Before he started the station wagon the tall woman, Wavey, came to mind. He looked down the road both ways to see if she was walking. Sometimes she went to the school at noon. He thought, maybe, to help in the lunchroom. Didn't see her. But as he came up over the rise and in sight of Jack's house, there she was, striding along and swinging a canvas bag. He pulled up, glad she was alone, that he was, too.

It was books: she worked in the school library twice a week, she said. Her voice somewhat hoarse. She sat straight, feet neatly side by side. They looked at each other's hands, proving the eye's
affinity for the ring finger; both saw gold. Knew at least one thing about each other.

Silence, the sea unfolding in pieces. A skiff and bobbing dory, men leaning to reset a cod trap. Quoyle glanced, saw her pale mouth, neck, eyes somewhere between green glass and earth color. Rough hands. Not so young; heading for forty. But that sense of harmony with something, what, the time or place. He didn't know but felt it. She turned her head, caught him looking. Eyes flicked away again. But both were pleased.

“I have a daughter starting first grade this fall. Bunny. Her name is Bunny. My youngest daughter is Sunshine, goes to Beety Buggit's house while I'm at work.” He thought he had to say something. Cleared his throat.

“I heard that.” Her voice so quiet. As if she was talking to herself.

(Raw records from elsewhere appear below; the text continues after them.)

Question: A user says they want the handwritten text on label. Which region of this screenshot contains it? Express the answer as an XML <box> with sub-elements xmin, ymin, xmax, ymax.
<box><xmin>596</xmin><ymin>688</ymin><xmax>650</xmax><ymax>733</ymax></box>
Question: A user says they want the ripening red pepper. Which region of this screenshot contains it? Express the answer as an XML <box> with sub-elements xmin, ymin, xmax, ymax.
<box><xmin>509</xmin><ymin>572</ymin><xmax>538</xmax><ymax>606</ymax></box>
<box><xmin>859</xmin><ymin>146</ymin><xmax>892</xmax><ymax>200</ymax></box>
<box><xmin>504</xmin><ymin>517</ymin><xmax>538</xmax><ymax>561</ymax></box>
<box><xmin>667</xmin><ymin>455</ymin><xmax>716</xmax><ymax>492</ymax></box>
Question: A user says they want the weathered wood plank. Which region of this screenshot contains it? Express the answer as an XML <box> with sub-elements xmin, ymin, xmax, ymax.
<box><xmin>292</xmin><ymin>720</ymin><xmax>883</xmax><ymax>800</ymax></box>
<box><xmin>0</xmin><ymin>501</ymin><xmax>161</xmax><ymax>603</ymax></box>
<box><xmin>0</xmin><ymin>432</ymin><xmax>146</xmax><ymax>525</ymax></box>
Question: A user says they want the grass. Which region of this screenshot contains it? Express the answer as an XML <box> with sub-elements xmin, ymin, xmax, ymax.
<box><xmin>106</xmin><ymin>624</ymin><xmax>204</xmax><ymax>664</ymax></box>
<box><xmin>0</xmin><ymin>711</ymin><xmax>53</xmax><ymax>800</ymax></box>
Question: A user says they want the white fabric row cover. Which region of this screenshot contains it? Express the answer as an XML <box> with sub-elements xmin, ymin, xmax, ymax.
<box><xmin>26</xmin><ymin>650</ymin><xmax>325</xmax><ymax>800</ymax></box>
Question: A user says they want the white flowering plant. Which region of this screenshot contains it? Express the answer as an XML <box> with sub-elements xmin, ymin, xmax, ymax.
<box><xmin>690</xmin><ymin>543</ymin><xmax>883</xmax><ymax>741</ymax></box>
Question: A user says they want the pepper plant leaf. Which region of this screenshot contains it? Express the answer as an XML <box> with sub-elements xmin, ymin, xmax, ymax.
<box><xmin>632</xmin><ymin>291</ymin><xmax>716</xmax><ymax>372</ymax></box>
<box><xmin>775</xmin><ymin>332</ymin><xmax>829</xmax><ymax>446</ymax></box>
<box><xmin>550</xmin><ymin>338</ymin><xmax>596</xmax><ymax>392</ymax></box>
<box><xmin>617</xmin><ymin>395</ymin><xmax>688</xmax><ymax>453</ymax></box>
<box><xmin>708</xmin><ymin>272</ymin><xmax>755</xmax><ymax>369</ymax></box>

At the school driveway she got halfway out the door, murmured something Quoyle did not catch, then strode away. Maybe it was thank-you. Maybe it was stop by and have a cup of tea some day. Her hands swung. She stopped for a moment, took a white, crumpled tissue from her coat pocket, blew her nose. Still Quoyle sat there. Watched her run up the school steps and in through the door. What was wrong with him?

Just to see the way she walked, a tall woman who walked miles. And Petal had never walked if she could ride. Or lie down.

15

The Upholstery Shop

The knots of the upholsterer are the half-hitch, the slip-knot, the double half-hitch, and the tuft knot.

THE AUNT'S shop was in the lane behind Wharf Road. An ochre frame building with wooden flourishes and black shutters. Quoyle liked the row of shops, snug from the wind, yet almost on the wharf. The windows wavery with old glass. A bell jingled as he opened the door. The aunt, working a finger-roll edge on a stuffed pad, looked up. Curved needle halted in midmuslin.

“Here you are,” she said. Looked around as though seeing the shop herself for the first time.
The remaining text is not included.